[antlr-interest] idea: lexer "sync points"

Thu Feb 7 10:33:08 PST 2008

Hi!

On Feb 7, 2008, at 7:08 PM, J Chapman Flack wrote:

> In some previous thread I glimpsed a statement passing by suggesting
> that ANTLR 3 currently generates a lexer that tokenizes the entire
> input before parsing begins.

That is the out-of-the-box behavior, right.

> 1. Did I hear that right?  (If not, can someone give a quick summary  
> of
>   the right way to understand how an ANTLR 3 lexer really does manage
>   its input character stream and output token stream buffers?  In that
>   case, some of the rest of this message may become moot.)

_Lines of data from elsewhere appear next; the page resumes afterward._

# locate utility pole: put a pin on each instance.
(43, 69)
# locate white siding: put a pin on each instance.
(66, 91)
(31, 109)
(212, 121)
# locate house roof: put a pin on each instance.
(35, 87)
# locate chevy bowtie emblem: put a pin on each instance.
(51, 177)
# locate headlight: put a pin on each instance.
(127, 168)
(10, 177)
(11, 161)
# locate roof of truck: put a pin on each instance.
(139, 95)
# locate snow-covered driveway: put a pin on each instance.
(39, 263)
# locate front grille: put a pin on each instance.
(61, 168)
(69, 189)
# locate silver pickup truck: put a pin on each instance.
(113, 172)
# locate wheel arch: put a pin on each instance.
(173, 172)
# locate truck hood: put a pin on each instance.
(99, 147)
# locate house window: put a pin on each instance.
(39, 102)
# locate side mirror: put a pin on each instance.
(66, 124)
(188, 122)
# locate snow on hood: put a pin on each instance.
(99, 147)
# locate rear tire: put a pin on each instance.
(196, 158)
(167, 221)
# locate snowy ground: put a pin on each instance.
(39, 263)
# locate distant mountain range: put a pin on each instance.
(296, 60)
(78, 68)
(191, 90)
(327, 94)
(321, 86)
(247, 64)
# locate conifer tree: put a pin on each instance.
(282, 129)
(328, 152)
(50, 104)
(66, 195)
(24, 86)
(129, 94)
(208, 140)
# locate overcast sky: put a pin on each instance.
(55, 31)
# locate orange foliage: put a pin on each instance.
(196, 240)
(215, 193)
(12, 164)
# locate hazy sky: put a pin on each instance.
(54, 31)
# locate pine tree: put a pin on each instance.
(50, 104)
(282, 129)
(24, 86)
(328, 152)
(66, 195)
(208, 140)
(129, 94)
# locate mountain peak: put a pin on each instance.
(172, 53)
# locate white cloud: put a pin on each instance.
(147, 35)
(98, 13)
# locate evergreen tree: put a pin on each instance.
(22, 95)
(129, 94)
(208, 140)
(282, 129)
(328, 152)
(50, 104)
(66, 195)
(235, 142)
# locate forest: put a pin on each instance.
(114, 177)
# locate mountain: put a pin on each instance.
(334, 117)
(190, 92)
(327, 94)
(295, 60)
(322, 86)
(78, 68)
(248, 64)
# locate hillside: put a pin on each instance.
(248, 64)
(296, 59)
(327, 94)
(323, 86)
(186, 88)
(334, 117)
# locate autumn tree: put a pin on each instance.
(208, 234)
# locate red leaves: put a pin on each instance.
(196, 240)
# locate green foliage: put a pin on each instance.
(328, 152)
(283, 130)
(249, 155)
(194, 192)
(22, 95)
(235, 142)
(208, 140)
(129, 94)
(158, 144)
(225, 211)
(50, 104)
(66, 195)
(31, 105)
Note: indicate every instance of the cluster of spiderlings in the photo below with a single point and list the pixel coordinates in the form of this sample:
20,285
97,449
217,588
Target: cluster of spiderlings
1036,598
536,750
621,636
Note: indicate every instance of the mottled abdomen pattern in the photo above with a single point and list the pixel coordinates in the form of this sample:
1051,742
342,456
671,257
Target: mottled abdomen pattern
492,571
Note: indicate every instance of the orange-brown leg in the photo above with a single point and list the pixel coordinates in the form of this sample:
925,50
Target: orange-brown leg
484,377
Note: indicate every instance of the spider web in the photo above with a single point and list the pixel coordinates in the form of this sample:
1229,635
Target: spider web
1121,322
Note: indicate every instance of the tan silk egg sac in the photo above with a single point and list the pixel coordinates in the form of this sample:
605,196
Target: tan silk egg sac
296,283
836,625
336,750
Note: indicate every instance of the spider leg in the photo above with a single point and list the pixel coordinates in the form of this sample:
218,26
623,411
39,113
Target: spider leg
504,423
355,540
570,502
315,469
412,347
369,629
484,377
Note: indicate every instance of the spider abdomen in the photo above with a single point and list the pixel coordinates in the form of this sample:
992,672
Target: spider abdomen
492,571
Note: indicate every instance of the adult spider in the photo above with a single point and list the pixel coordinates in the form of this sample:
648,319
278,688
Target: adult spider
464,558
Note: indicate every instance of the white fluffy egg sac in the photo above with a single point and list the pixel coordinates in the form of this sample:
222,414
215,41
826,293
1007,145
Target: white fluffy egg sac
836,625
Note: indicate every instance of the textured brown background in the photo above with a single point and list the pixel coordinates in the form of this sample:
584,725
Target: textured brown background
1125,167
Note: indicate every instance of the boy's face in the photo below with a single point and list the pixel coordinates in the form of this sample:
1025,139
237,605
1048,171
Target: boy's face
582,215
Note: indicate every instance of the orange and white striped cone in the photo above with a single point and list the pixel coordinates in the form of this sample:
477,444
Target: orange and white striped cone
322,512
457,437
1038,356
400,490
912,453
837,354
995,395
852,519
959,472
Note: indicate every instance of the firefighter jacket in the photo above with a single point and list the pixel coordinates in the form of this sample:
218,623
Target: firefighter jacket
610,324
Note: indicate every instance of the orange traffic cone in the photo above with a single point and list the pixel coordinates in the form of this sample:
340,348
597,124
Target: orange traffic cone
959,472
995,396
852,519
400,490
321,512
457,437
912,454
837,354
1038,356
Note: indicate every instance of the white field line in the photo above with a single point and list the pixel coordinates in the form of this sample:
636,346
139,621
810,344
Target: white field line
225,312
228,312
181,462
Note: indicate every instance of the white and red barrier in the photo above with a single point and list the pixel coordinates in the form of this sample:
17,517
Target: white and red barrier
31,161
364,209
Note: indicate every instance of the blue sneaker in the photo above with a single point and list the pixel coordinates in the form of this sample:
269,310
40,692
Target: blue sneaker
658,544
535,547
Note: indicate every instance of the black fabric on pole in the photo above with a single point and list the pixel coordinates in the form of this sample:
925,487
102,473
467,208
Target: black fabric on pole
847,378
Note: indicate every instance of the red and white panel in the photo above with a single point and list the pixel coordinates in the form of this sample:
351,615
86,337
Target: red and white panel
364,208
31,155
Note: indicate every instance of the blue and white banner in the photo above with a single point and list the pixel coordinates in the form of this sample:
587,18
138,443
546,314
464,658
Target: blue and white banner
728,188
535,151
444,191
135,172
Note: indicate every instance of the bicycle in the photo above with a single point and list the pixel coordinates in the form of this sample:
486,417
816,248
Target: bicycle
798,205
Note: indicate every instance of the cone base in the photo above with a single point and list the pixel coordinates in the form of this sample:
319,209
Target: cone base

But there's more to the story:
A lexer is passed the character stream (via a stringstream object or  
similar) and
will ask it for chars.
The lexer itself only knows how to get the next token (via nextToken()  
in interface TokenSource for Java).

It is the fillBuffer method in CommonTokenStream that actually is  
responsible for pulling in all the tokens. If you do now want this  
behavior (maybe because you are reading input from a socket or pipe)  
you could easily provide a different buffered or unbuffered  
TokenStream implementation.

The parser uses the TokenStream interface to get new tokens as it  
needs lookahead information or wants to seek on the stream (or  
whatever you do in actions/sempreds etc).

I think that answers the question, right?

HTH,
-k
-- 
Kay Röpke
http://classdump.org/